16 de novembro de 2019

Wolfe: Fire In My Mouth (Decca, 2019)


Não, não há aqui Montéquios e Capuletos. Mas há Malteses e Caputos, Maiales e Carusos, Meyers, Maxes e Cohens. (Dir-se-ia uma reação à famosa frase de Maria Remarque: “A morte de um é uma tragédia, a de milhões, estatística.”) De modo crucial, há vários Bernsteins. Três, para ser exato – Morris Bernstein, Jacob Bernstein e Essie Bernstein. Por isso, sim, no terceiro andamento deste “Fire in my Mouth”, quando se escutam as aspirações dessa gente toda – “Quero falar como uma americana// Cantar como uma americana// Sonhar como uma americana”, repetem as 110 mulheres do Young People’s Chorus of New York City – é em ‘America’, de “West Side Story”, precisamente, que se pensa, e naquele refrão com castanholas no sotaque do “Eu gosto de estar na América/ OK, por mim, na América”. Ou melhor, pensa-se na adaptação do musical de Leonard Bernstein e Stephen Sondheim, inspirado em “Romeu e Julieta”, ao grande ecrã, quando, no mesmo número, o que se ouve é um incisivo: “A vida é boa na América/ Se fores branco na América.” Porque, na verdade, neste oratório, Julia Wolfe não concede um minuto, sequer, de ilusão às suas narradoras, e consequentemente à sua plateia, porventura receando que a semente da ignorância pudesse dar alento à esperança e tornando claro desde o início – ‘Immigration’, chamou ao primeiro andamento – que elas têm já o destino traçado.

No caso, o de virem a ser consumidas pelas chamas do incêndio que deflagrou a 25 de março de 1911 num edifício da baixa de Nova Iorque – sede de uma fábrica de manufatura têxtil, a Triangle Shirtwaist – e que tirou a vida a 146 pessoas, na sua maioria raparigas entre os 14 e os 23 anos, recém-chegadas da Europa de Leste e do sul de Itália.
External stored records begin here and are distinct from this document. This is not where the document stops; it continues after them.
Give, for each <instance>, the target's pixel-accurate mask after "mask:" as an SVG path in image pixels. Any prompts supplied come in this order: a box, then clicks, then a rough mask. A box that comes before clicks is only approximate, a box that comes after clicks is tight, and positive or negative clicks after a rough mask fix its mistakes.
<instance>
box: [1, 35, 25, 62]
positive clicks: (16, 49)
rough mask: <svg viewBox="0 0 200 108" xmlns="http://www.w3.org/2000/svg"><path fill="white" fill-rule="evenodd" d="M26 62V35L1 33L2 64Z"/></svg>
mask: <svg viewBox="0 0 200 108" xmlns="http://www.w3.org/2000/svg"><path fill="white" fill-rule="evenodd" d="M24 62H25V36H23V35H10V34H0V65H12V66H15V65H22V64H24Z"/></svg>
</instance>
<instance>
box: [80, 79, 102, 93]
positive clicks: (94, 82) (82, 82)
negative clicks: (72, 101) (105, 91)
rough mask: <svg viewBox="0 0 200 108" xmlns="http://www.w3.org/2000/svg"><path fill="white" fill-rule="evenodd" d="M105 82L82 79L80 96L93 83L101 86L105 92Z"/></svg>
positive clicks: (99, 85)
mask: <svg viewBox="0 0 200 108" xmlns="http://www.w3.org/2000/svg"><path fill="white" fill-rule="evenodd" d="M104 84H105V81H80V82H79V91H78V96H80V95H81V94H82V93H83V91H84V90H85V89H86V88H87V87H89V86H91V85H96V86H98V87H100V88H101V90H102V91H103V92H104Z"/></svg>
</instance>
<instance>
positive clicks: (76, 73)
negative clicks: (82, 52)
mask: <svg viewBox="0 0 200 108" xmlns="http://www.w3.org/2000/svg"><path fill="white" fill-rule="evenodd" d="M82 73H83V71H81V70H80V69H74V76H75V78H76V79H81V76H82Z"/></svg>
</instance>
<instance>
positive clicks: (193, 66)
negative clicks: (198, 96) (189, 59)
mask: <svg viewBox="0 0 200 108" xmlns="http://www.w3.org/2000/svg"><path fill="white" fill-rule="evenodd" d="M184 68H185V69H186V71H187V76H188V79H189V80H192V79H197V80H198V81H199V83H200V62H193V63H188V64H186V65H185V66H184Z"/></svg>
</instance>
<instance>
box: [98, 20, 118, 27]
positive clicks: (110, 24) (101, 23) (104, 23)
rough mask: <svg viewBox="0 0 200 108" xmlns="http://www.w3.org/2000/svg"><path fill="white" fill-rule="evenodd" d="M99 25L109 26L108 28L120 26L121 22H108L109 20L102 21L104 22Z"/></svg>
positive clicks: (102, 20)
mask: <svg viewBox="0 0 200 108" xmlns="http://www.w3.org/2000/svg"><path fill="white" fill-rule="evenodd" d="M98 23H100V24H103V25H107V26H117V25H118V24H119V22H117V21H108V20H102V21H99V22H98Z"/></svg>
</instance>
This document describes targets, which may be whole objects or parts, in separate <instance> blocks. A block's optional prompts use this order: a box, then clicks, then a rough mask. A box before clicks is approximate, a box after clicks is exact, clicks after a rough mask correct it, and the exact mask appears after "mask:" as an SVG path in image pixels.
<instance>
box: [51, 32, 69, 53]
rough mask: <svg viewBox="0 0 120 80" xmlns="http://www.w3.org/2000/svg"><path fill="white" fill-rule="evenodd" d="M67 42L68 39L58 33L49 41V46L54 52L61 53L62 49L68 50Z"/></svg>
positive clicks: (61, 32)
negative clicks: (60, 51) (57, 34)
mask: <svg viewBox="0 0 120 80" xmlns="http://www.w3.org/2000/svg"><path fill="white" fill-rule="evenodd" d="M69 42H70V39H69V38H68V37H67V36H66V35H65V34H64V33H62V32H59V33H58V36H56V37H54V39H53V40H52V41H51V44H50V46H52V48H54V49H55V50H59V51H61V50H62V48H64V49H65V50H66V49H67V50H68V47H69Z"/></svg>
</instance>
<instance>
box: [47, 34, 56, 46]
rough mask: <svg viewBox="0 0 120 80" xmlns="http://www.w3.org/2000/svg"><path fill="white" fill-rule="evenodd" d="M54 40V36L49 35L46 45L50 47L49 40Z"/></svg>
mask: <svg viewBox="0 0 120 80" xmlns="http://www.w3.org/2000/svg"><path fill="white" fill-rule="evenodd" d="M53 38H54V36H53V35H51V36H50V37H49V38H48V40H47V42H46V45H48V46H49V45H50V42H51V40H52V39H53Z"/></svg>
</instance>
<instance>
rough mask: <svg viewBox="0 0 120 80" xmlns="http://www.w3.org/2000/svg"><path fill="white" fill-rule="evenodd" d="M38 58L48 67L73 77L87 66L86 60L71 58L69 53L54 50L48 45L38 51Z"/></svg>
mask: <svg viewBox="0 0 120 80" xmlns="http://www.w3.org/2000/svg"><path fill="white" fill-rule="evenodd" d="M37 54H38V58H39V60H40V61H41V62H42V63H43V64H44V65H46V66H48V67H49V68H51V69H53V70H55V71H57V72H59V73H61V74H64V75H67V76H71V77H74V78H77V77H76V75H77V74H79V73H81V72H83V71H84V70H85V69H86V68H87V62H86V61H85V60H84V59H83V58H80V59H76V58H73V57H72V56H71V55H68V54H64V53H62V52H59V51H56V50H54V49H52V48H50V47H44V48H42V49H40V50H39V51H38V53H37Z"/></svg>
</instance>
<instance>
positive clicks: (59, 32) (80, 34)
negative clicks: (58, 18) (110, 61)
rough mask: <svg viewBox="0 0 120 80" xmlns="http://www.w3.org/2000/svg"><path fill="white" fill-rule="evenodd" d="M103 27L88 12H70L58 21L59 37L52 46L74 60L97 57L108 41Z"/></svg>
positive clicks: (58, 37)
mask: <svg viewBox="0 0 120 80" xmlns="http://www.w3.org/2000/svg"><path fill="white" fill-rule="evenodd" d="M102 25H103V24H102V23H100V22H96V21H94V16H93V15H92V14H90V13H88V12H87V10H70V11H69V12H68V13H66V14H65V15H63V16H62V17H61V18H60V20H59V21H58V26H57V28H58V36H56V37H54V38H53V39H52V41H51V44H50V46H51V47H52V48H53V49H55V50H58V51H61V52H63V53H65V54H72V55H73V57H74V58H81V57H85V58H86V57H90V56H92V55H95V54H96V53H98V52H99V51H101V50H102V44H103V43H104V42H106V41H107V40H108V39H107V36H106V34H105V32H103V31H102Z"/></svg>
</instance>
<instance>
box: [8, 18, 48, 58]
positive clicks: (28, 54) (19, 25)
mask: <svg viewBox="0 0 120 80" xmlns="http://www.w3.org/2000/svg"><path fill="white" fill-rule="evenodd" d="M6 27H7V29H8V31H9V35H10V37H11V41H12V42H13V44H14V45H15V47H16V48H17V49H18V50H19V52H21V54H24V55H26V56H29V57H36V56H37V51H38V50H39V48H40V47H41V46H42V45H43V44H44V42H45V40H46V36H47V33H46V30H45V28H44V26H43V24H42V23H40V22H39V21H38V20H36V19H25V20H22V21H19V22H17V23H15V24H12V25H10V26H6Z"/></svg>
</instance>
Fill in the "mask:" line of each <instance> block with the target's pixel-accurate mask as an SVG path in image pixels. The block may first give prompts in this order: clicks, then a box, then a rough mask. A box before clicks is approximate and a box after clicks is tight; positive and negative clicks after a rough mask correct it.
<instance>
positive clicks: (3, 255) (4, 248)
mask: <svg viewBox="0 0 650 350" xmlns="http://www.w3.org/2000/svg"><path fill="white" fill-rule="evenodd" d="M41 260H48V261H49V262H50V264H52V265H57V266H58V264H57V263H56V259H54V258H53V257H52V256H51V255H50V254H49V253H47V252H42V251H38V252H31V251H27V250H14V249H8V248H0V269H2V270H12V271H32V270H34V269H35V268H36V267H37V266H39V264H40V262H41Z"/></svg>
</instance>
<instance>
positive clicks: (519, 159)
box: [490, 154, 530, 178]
Aliás, em ‘Factory’, o segundo andamento, dá-se por um brilhante achado retórico, quando uma alienante cacofonia criada para simular o ruído fabril é envolvida por um lamento em ídiche, de um lado, e por uma tarantela, do outro – o atonalismo, tal como preconizado por Schoenberg, e o futurismo, como enunciado por Marinetti, presos num abraço fatal com a única música acessível às costureiras, que era aquela que tradicionalmente os seus pais cantavam. Como em “Mothers Shall Not Cry”, de Jonathan Harvey, ou “On the Transmigration of Souls”, de John Adams, quando, a fechar, são entoados os nomes de quem faleceu, é o nosso que parecemos ouvir, saído da boca do inferno.